Method of propogation of mechanical waves My textbook has a chapter on Waves, focusing specifically on Mechanical ones. It says the following statement for the Transverse and Longitudinal waves.

Transverse waves only travel in a medium which opposes tensile force while longitudinal waves travel in mediums which can exert an opposing compressive force.

The book doesn't state any examples for the above statement, which confuses me. I know the basics of how waves travel, but why is opposing tensile force and compressive force necessary? I think there is some gap between what the book wants to convey and what I am understanding at my level.

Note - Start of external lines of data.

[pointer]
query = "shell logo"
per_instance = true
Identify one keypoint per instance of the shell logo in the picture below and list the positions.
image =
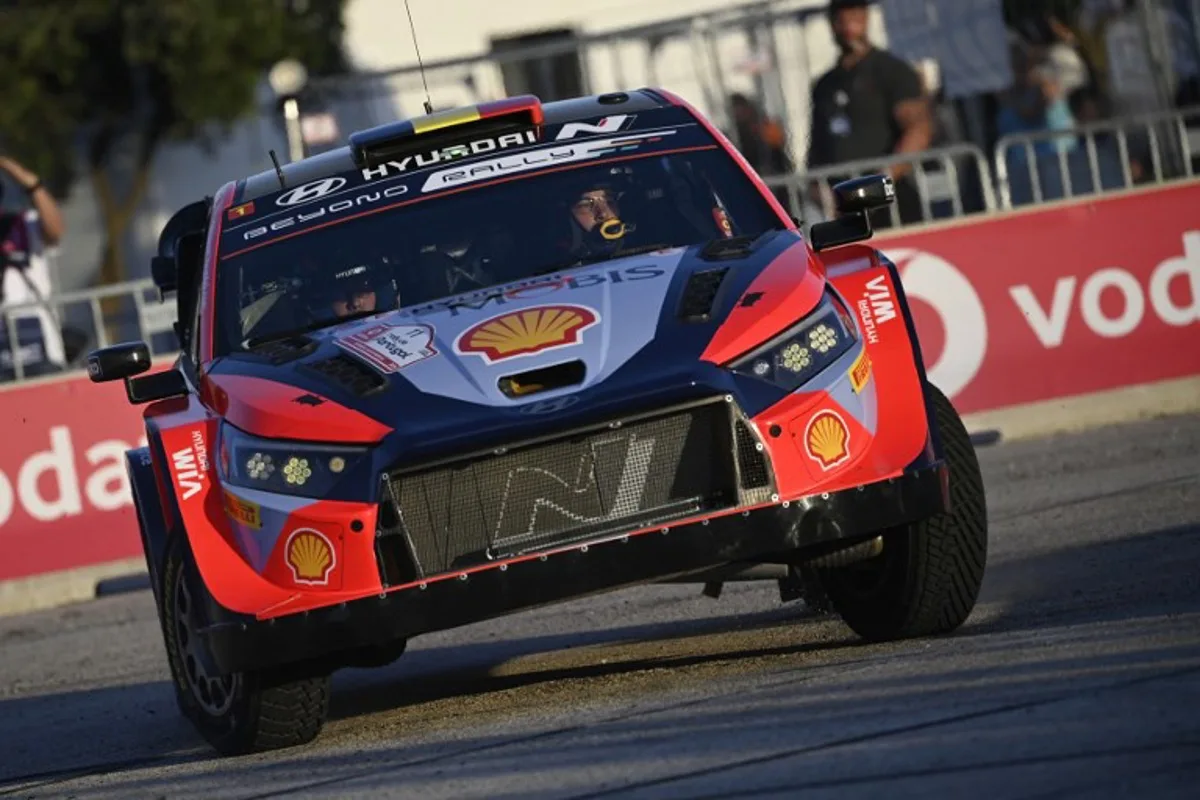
(527, 331)
(827, 439)
(310, 555)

Any help will be greatly appreciated. If you could suggest some text for background reading, it would be even more helpful. Thanks a lot in advance!
 A: The statement is poorly articulated. A more accurate statement would be "Transverse waves travel only in media with a nonzero shear modulus, whereas longitudinal waves can travel in any medium with a nonzero bulk modulus (which is every stable material)."
Since ideal fluids have no shear stiffness, no mechanism exists that can carry transverse vibration through them. (Put another way, there's no finite S-wave velocity.)
However, all stable materials resist confined compression (i.e., they have a nonzero bulk modulus, which contributes to the longitudinal modulus), and so there is a meaningful P-wave velocity.
(Possibly the author is trying to say that traverse waves can propagate only in materials with a nonzero unconfined, uniaxial tensile strength, which does exclude fluids because their  Young modulus is zero. However, the statement emerges as very confused because the nuances of tensile and compressive resistance are omitted.)
Is the revised statement consistent with your understanding of traveling waves?